I think some companies don't like high end cars tucked away in garages as if someone wants the car, once they are in the garage they can take as long as they need to get in to the car and bypass the security, also all the tools they need are in there as well !!


----------



## sjj84 (May 8, 2010)

One of my friends found it cheaper to insure his Aston to be on the drive than in the garage, seems silly to me. When you speak to somebody again, ask them to email confirmation, I did with regards to removing runflats from my car, email came through straight away. Then you have it in writing and don't need to worry what anybody else says.


----------



## Buck (Jan 16, 2008)

DiscoTD5 said:


> I think some companies don't like high end cars tucked away in garages as if someone wants the car, once they are in the garage they can take as long as they need to get in to the car and bypass the security, also all the tools they need are in there as well !!


Wouldn't agree. When I've spoken to my insurance brokers they advise that "desirable" cars are best kept on garages as they are then out of sight from cruising car thieves who are looking around for cars to target.

My premium is based on my car being on the drive although in one year of ownership it hasn't slept outside once. My broker advised to state it being on the drive as this was greatest risk and would be covered if if was in the drive or garaged.

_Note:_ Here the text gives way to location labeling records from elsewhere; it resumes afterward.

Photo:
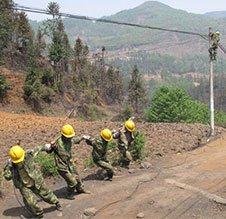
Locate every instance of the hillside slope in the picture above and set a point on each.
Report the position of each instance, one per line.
(151, 13)
(184, 185)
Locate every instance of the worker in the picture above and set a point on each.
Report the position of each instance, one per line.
(64, 160)
(213, 48)
(125, 140)
(28, 179)
(99, 153)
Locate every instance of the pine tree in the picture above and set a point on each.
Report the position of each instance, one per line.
(6, 23)
(136, 91)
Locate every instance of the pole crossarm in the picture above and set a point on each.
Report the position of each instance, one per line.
(222, 48)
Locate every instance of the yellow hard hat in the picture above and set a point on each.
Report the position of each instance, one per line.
(106, 134)
(68, 131)
(16, 154)
(130, 126)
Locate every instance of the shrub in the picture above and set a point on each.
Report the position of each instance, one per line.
(1, 178)
(127, 112)
(47, 164)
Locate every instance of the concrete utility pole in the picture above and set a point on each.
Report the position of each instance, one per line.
(211, 86)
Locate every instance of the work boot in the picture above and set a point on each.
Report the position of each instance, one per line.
(70, 196)
(108, 178)
(79, 191)
(59, 207)
(37, 216)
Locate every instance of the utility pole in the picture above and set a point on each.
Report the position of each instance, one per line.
(211, 86)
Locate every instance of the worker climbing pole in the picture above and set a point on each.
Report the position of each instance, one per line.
(214, 38)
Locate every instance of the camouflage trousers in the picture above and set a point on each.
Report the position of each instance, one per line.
(43, 192)
(72, 179)
(106, 166)
(126, 156)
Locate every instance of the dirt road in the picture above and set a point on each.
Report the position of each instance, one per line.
(180, 184)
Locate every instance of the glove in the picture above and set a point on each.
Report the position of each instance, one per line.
(114, 131)
(10, 163)
(86, 137)
(48, 147)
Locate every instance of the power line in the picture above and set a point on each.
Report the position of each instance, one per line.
(42, 11)
(46, 12)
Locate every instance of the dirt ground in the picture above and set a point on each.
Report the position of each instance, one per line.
(174, 182)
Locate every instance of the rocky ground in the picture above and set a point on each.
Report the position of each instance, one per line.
(176, 181)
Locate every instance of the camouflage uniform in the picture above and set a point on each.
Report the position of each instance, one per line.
(28, 179)
(125, 140)
(99, 154)
(213, 48)
(65, 165)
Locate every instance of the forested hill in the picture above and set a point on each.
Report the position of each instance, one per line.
(150, 13)
(216, 14)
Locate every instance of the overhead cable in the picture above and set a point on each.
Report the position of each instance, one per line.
(42, 11)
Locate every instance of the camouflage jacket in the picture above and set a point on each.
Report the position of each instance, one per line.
(216, 40)
(99, 148)
(125, 138)
(11, 170)
(62, 152)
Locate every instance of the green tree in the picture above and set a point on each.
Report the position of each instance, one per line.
(136, 91)
(4, 86)
(174, 105)
(6, 23)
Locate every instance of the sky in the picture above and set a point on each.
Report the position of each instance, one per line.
(99, 8)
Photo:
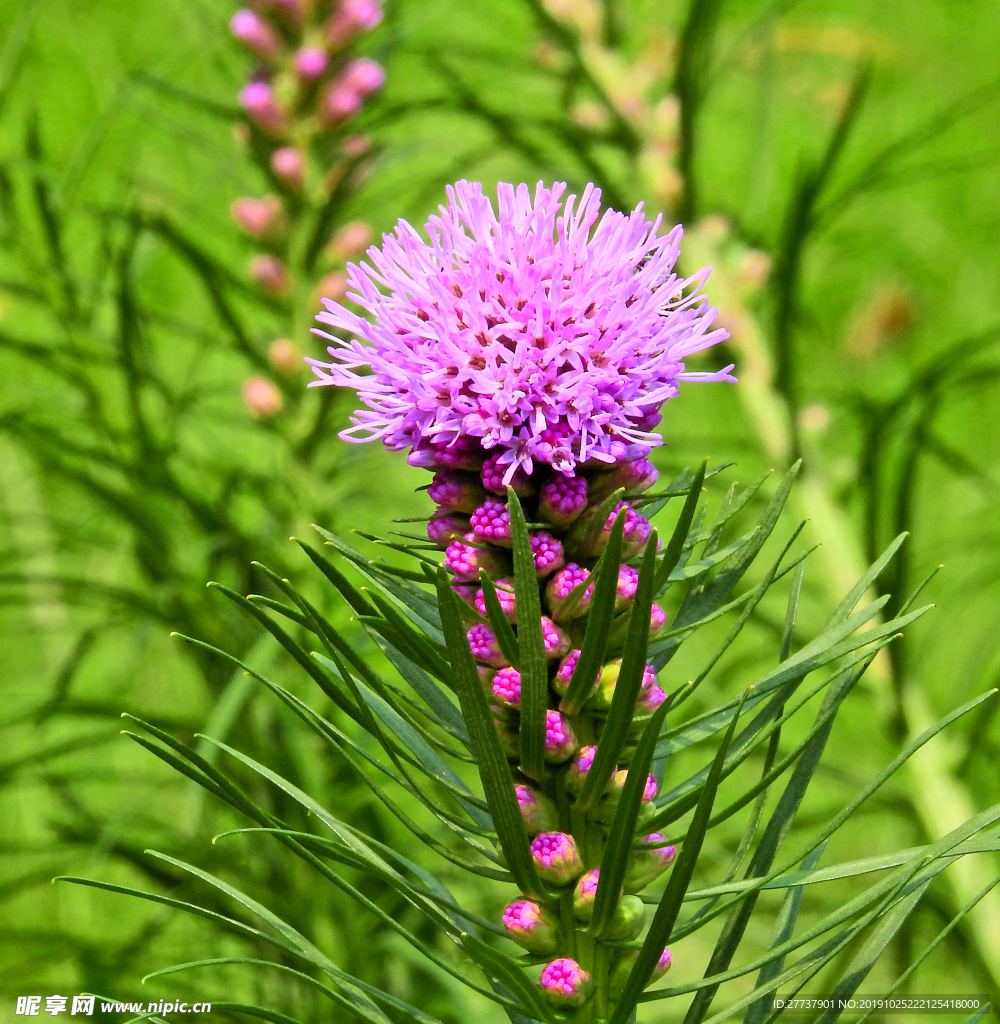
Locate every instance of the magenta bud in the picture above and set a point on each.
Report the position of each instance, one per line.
(538, 811)
(507, 687)
(491, 522)
(556, 642)
(616, 983)
(628, 920)
(482, 640)
(289, 166)
(457, 491)
(492, 477)
(559, 593)
(263, 109)
(560, 738)
(548, 553)
(646, 865)
(532, 927)
(565, 983)
(557, 858)
(269, 272)
(363, 76)
(310, 62)
(563, 499)
(255, 34)
(505, 594)
(444, 527)
(258, 217)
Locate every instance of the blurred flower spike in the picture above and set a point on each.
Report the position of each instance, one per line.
(541, 332)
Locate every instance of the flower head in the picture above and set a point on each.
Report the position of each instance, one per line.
(545, 330)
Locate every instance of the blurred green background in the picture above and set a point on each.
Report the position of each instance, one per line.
(839, 165)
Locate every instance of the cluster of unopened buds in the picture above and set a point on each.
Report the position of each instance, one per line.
(472, 525)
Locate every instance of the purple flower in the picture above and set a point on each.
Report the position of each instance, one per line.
(538, 811)
(546, 331)
(507, 687)
(565, 983)
(532, 927)
(505, 594)
(557, 858)
(560, 739)
(491, 522)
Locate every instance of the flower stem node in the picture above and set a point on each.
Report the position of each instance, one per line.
(533, 927)
(565, 983)
(557, 858)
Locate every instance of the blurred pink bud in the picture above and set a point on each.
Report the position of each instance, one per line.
(255, 33)
(286, 356)
(339, 103)
(260, 104)
(290, 166)
(310, 62)
(258, 216)
(262, 397)
(363, 76)
(269, 272)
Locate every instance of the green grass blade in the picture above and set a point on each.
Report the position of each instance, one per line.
(531, 649)
(598, 623)
(493, 769)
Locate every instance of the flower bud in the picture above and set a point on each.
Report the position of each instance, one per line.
(548, 553)
(628, 920)
(262, 397)
(482, 640)
(269, 272)
(646, 865)
(455, 491)
(363, 76)
(577, 771)
(565, 983)
(557, 858)
(507, 687)
(310, 62)
(532, 927)
(491, 522)
(560, 738)
(290, 166)
(258, 217)
(286, 357)
(556, 642)
(538, 811)
(636, 475)
(263, 109)
(560, 588)
(255, 34)
(563, 499)
(622, 969)
(505, 594)
(443, 527)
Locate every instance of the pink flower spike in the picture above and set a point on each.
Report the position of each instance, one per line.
(507, 687)
(363, 76)
(548, 553)
(532, 927)
(255, 34)
(560, 738)
(565, 983)
(505, 594)
(289, 166)
(310, 62)
(557, 858)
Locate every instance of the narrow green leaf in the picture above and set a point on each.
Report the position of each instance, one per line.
(598, 623)
(493, 769)
(629, 681)
(531, 647)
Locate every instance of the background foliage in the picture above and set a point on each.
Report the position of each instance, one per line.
(850, 148)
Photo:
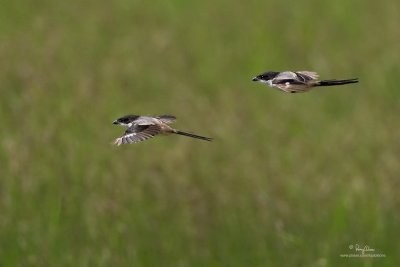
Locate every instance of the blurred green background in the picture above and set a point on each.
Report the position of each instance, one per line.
(290, 180)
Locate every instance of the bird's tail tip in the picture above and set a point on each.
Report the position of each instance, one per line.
(337, 82)
(194, 136)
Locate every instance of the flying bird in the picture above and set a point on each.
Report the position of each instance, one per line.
(141, 128)
(297, 81)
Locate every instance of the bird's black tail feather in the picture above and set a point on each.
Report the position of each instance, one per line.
(193, 135)
(336, 82)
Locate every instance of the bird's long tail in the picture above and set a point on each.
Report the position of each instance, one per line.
(336, 82)
(193, 135)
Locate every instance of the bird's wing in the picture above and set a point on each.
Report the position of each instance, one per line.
(307, 75)
(166, 118)
(287, 77)
(138, 133)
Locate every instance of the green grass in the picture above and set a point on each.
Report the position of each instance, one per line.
(290, 180)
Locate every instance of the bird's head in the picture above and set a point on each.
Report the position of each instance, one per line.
(265, 77)
(126, 120)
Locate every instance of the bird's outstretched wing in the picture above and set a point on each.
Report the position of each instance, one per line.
(307, 75)
(138, 133)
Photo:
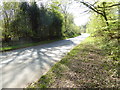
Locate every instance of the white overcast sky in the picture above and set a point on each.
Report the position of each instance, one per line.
(75, 9)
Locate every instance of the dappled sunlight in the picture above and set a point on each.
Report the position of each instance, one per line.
(26, 65)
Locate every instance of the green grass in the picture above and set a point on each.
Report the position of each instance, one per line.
(86, 66)
(24, 45)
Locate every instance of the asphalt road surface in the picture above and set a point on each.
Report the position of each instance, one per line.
(23, 66)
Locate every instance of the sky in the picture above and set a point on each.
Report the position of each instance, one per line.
(74, 8)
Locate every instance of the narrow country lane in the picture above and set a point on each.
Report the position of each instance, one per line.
(23, 66)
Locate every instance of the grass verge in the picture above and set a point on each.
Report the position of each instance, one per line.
(86, 66)
(24, 45)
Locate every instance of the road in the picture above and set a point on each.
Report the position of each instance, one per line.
(23, 66)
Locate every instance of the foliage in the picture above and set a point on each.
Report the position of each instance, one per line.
(28, 21)
(109, 33)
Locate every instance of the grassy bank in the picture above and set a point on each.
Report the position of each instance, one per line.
(24, 45)
(86, 66)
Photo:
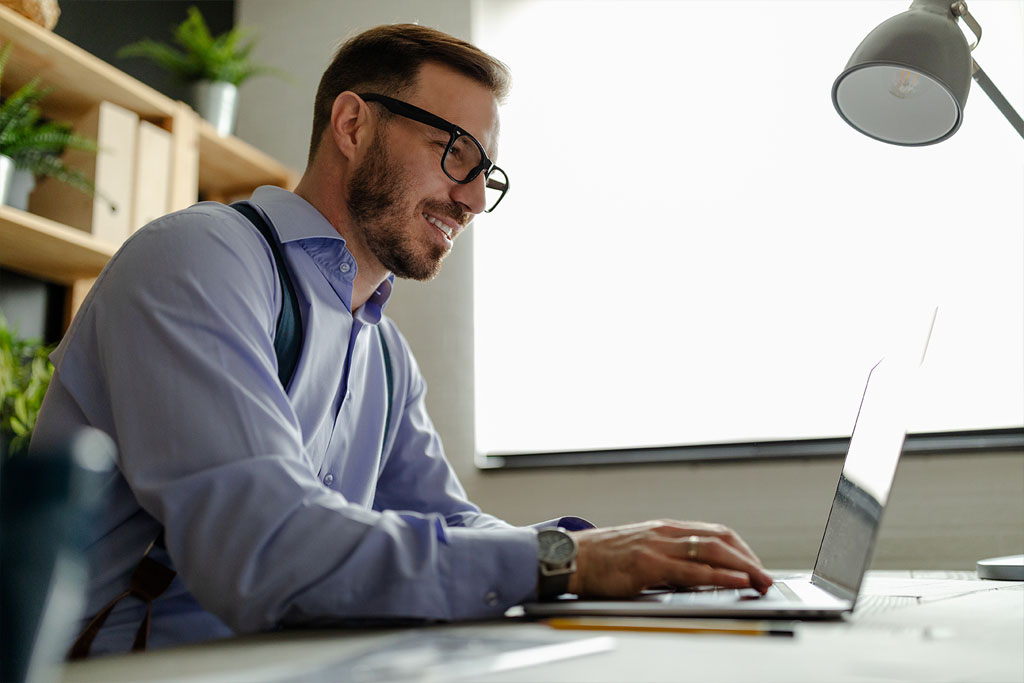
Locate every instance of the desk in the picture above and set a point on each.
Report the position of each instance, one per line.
(910, 626)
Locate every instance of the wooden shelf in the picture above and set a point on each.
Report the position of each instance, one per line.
(79, 79)
(219, 168)
(228, 166)
(49, 250)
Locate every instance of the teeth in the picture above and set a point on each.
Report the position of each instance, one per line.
(444, 228)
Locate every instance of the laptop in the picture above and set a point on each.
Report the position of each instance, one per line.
(850, 534)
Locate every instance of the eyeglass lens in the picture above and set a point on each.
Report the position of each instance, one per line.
(463, 158)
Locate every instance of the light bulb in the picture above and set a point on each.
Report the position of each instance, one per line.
(906, 85)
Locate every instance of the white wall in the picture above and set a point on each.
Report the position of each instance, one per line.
(946, 511)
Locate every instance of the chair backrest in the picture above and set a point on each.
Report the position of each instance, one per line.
(46, 502)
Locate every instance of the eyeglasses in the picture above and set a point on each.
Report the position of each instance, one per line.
(464, 158)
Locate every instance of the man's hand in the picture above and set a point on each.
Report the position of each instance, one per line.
(621, 561)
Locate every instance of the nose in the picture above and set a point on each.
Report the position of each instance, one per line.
(470, 195)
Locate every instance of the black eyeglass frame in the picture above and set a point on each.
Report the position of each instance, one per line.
(455, 132)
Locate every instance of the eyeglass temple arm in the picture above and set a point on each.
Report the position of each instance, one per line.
(960, 10)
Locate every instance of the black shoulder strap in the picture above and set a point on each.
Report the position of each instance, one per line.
(151, 579)
(288, 337)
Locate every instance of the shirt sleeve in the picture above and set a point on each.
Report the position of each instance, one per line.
(172, 353)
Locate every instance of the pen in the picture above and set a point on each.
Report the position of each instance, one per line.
(663, 625)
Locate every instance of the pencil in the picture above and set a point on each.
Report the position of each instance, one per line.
(665, 625)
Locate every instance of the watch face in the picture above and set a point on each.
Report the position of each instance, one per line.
(556, 547)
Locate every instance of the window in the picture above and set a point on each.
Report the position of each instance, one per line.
(696, 249)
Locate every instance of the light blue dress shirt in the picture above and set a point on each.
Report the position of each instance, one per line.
(278, 508)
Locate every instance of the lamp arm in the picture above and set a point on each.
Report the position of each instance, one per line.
(996, 96)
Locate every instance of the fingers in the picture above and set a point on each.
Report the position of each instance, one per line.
(708, 554)
(724, 534)
(626, 559)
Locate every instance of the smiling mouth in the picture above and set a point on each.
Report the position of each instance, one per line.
(440, 225)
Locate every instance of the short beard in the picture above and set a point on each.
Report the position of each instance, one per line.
(376, 196)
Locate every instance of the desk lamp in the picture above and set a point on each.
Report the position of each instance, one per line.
(906, 84)
(907, 81)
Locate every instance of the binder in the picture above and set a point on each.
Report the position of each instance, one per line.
(153, 174)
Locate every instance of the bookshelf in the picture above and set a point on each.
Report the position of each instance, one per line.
(203, 163)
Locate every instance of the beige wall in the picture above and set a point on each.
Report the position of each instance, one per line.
(947, 511)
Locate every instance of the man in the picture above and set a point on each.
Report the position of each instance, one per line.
(330, 499)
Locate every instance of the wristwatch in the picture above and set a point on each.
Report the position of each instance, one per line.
(557, 552)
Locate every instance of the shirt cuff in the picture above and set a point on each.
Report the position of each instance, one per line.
(568, 523)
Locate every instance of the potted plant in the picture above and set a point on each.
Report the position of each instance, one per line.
(215, 67)
(25, 375)
(31, 145)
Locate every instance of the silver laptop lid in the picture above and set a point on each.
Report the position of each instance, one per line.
(849, 539)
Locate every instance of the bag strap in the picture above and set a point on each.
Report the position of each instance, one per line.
(151, 579)
(148, 581)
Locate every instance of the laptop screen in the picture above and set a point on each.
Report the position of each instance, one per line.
(866, 479)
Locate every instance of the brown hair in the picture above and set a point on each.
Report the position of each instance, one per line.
(386, 60)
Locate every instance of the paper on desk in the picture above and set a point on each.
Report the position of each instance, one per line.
(429, 655)
(924, 589)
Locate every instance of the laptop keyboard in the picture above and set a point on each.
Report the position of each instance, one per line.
(702, 596)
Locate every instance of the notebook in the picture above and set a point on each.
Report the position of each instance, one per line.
(850, 534)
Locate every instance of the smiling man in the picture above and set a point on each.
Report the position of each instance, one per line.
(247, 497)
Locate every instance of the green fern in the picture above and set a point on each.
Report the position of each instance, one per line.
(204, 56)
(36, 144)
(25, 376)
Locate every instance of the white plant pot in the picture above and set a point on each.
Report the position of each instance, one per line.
(6, 177)
(217, 101)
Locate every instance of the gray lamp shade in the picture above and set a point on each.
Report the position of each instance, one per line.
(908, 80)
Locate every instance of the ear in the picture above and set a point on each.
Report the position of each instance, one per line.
(351, 124)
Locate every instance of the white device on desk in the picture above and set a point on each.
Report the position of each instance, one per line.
(850, 535)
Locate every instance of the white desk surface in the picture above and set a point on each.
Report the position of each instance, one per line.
(910, 626)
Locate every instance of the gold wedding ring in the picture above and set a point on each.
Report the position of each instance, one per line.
(691, 551)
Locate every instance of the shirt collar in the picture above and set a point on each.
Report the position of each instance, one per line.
(296, 219)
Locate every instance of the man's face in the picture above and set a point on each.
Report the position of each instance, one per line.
(398, 194)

Suppose each insurer might have a different risk hierarchy but the first response for the OP doesn't ring true. As mentioned seek clarification so you don't get them playing silly bu99ers in the event of a claim.


----------



## darzmat (Aug 31, 2011)

my insurance is cheaper if i say parked on a public road, than it is on my drive.


----------



## PugIain (Jun 28, 2006)

Always seemed strange that your insurance is cheaper if you put it in a garage.What if your garage burns down? Or the car catches fire due to an issue (it does happen) and burns down your garage,youve got to claim on something havent you!


----------



## Shiny (Apr 23, 2007)

It should be garage is the cheapest, drive/off road next then road the most expensive. I still can't understand why the new fad with some insurers differs from this..

The question is usually where do you "normally" keep your car. If you normally keep it in the garage, then you are still ok if on the odd occasion you keep it on the road or drive. The only time there will be problem is if your schedule or policy contains a specific gararaging warranty, but even then they usually still apply cover but have an increased excess.

Still get it confirmed in writing though as I can't speak for admiral.


----------